2. The method for cleaning and merging customs data according to claim 1, wherein the step six of determining whether there is bill picking data in the database that can be merged with the bill picking data after the step five of determining comprises:

3. The method for cleansing and merging customs data according to claim 2, wherein the similarity calculation in step 604 is performed by a Levenstein Distance algorithm, an NGram Distance algorithm, or a Jaro WinklerDistance algorithm.

4. The customs data cleaning and merging method according to claim 1, 2 or 3, wherein the step four of matching the region information in the company name information according to a preset rule is realized by regular matching.

5. A customs data cleaning and merging device is characterized by comprising a bill of lading data extraction module, a company name information extraction module, a first judgment module, a first matching module, a second matching module and a second judgment module;

and the second judging module is used for judging whether the database has bill picking data which can be combined with the bill picking data processed by the first matching module and the second matching module, and if so, combining the data.
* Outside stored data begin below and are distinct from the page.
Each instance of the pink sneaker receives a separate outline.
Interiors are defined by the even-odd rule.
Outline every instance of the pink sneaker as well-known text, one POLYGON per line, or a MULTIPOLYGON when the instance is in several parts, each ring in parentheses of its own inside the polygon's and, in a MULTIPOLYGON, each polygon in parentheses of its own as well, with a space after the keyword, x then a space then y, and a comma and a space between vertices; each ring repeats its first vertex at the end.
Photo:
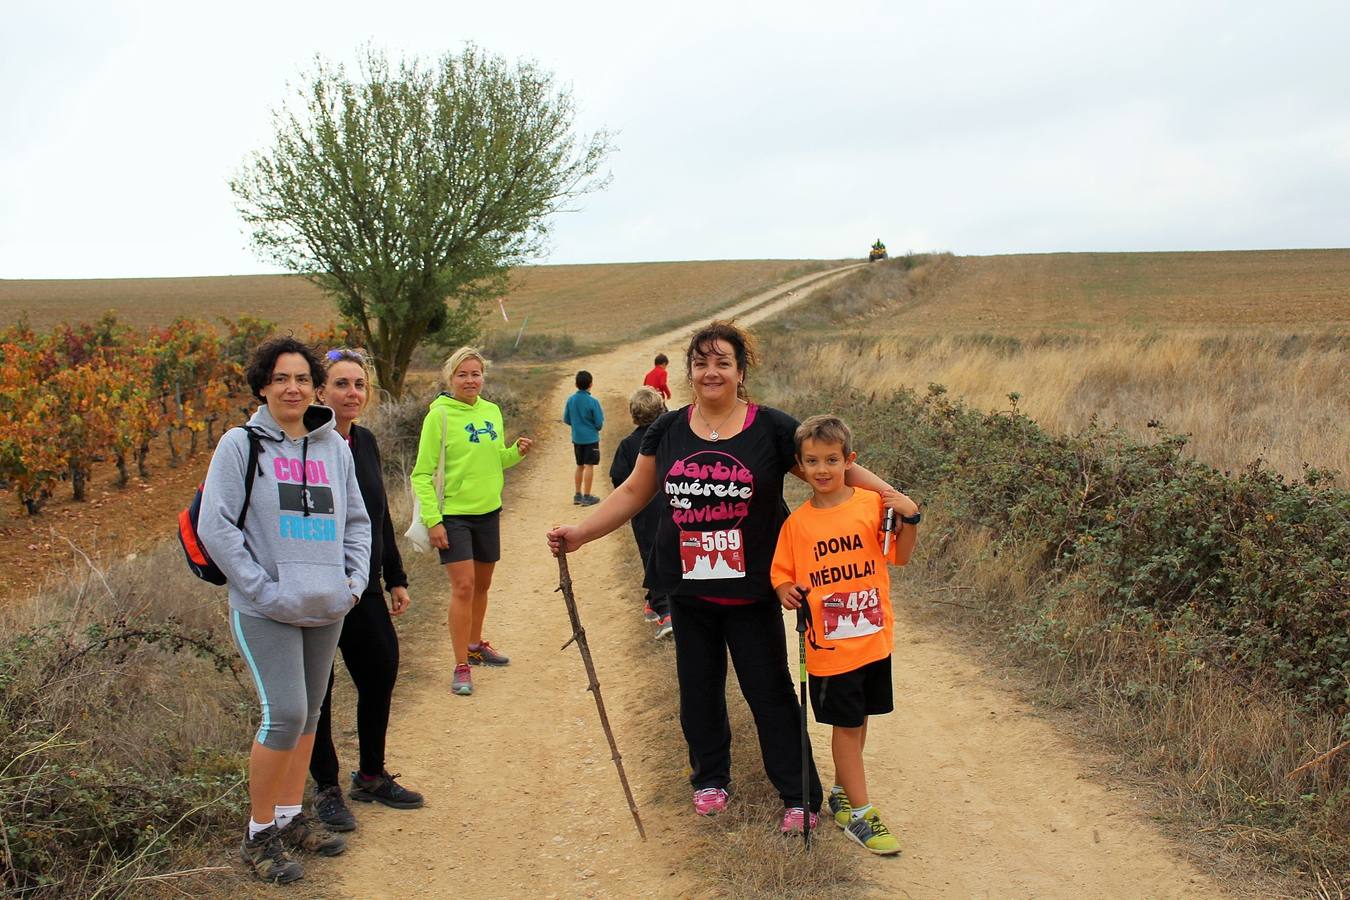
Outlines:
POLYGON ((721 788, 702 788, 694 791, 694 812, 700 816, 715 816, 726 811, 726 791, 721 788))
MULTIPOLYGON (((783 824, 778 826, 778 830, 783 834, 801 834, 802 819, 805 818, 805 816, 806 810, 802 809, 800 806, 793 806, 783 810, 783 824)), ((816 830, 816 824, 819 821, 820 817, 815 813, 811 813, 812 831, 816 830)))
POLYGON ((455 666, 455 674, 450 679, 450 692, 459 694, 461 697, 467 697, 473 693, 473 673, 469 671, 469 667, 465 663, 459 663, 455 666))

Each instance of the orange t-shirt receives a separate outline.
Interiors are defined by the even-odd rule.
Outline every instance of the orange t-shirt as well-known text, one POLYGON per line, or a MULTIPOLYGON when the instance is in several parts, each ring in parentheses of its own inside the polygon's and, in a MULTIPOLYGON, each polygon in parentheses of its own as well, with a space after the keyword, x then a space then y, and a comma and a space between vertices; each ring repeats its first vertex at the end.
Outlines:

6. The customs data cleaning and merging apparatus of claim 5, wherein the second determining module comprises: the system comprises a data writing unit, a data sorting unit, a company name information extracting unit, a similarity calculating unit and a data merging unit;

7. The apparatus for cleaning and merging customs data according to claim 6, wherein the similarity calculation algorithm in the similarity calculation unit is a Levenstein Distance algorithm, an NGram Distance algorithm, or a Jaro WinklerDistance algorithm.

8. The customs data cleaning and merging device according to claim 5, 6 or 7, wherein the first matching module matches the region information in the company name information according to a preset rule by regular matching.

9. A customs data cleansing and merging terminal device comprising a memory, a processor and a computer program stored in said memory and executable on said processor, wherein said processor when executing said computer program implements the steps of the method according to any of claims 1-4.

10. A computer-readable storage medium, in which a computer program is stored which, when being executed by a processor, carries out the steps of the method according to any one of claims 1 to 4.